4). The demonstration of a wireless digital receiver, using superconducting electronics, outside of the laboratory.
5). The Food and Drug Administration granting approval for use of superconducting sensors in advanced magnetic cardio-imaging machines that will be used to more effectively screen for coronary artery disease.
6). The proven design of a 10 TFLOPS workstation computer, to replace room-sized systems. This superconductor-charged system would have a number of applications, including greatly increasing the accuracy of weather forecasting.
7). Demonstration of a superconductor-based ship propulsion motor for the U.S. Navy, leading to dramatic savings in size, weight and power needs for future transportation systems. (35 MW motor demonstration)
8). Progress in the development of an analog quantum computer, which is expected to improve the speed for processing complex mathematical computations from years to minutes.
9). The successful demonstration of the SCUBA-2 infrared camera on the James Clerk Maxwell Telescope in Hawaii, the most complex demonstration ever of superconducting electronics – will provide an unprecedented view of the universe.
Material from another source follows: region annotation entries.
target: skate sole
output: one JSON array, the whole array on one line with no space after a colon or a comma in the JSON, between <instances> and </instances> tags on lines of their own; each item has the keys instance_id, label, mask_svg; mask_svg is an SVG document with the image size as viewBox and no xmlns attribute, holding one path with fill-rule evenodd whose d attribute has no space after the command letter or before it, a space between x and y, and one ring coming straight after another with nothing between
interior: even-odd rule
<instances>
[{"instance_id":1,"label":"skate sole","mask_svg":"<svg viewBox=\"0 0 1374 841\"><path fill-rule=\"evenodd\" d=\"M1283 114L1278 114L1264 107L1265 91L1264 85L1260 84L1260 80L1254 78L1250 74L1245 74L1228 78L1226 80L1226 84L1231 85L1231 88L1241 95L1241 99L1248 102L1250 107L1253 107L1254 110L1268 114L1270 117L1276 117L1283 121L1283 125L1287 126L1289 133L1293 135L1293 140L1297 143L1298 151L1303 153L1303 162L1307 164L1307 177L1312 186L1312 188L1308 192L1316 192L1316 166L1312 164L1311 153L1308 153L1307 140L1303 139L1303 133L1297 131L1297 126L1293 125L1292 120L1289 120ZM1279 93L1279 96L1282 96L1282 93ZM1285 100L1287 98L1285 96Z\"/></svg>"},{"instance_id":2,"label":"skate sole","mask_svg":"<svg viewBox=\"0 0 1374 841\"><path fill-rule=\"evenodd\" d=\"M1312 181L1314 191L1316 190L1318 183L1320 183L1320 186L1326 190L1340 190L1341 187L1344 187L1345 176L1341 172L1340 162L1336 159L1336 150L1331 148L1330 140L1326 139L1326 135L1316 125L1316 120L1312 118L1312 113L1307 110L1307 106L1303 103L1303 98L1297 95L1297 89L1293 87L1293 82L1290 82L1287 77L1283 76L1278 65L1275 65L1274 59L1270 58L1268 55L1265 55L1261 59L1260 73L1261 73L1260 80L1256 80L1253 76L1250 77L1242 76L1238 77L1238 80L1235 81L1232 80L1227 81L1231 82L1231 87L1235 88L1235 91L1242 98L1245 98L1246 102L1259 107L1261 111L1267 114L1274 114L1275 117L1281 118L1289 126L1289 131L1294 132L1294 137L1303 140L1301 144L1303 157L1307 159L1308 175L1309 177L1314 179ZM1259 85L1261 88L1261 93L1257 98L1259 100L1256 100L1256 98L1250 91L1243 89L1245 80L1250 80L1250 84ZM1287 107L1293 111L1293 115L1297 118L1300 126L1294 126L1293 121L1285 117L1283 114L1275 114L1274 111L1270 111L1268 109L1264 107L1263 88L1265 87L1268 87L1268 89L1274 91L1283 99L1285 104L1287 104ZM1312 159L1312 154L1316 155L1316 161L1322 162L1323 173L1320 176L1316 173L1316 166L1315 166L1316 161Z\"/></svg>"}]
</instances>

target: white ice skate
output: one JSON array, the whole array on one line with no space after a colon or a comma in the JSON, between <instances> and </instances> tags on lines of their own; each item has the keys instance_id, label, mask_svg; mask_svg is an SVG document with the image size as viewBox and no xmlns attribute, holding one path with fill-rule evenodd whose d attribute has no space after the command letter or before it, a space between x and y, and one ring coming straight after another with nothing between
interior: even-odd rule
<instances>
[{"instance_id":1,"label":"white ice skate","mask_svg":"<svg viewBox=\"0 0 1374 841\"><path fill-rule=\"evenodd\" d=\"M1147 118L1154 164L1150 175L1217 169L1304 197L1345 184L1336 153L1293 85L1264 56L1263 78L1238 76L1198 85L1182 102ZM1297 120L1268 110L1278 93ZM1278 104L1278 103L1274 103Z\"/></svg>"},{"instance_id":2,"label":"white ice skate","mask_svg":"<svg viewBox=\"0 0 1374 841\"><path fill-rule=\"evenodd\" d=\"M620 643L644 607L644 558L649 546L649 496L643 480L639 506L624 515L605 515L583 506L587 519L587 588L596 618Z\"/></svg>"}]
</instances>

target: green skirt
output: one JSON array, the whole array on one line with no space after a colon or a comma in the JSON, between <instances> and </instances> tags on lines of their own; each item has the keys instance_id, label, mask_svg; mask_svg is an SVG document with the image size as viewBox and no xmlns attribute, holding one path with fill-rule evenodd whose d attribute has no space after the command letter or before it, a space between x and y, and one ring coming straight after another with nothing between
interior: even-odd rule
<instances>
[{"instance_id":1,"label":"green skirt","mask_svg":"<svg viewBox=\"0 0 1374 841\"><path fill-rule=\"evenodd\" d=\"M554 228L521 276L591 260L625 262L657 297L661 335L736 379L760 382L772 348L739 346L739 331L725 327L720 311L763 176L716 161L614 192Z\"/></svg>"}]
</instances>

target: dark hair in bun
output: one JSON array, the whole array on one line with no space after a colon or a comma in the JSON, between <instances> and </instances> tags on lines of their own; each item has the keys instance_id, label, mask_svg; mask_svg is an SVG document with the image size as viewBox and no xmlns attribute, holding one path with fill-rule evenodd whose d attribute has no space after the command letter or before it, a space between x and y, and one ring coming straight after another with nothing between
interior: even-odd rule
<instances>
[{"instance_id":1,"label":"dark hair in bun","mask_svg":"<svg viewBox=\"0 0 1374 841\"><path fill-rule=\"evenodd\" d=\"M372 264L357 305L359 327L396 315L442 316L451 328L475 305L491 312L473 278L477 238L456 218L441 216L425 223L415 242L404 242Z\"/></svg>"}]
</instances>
10). The addition of an AC Josephson voltage standard device, leading to sharp improvements in the fundamental accuracy of measurements of electrical signals. This would be an enormous breakthrough in the metrology community.
Honorable mentions: National Security Agency funding for superconducting supercomputer, demonstration of Bell’s inequalities (fundamental advancement in quantum mechanics physics), and improved superconducting materials that allow superconductivity to take place at higher temperatures.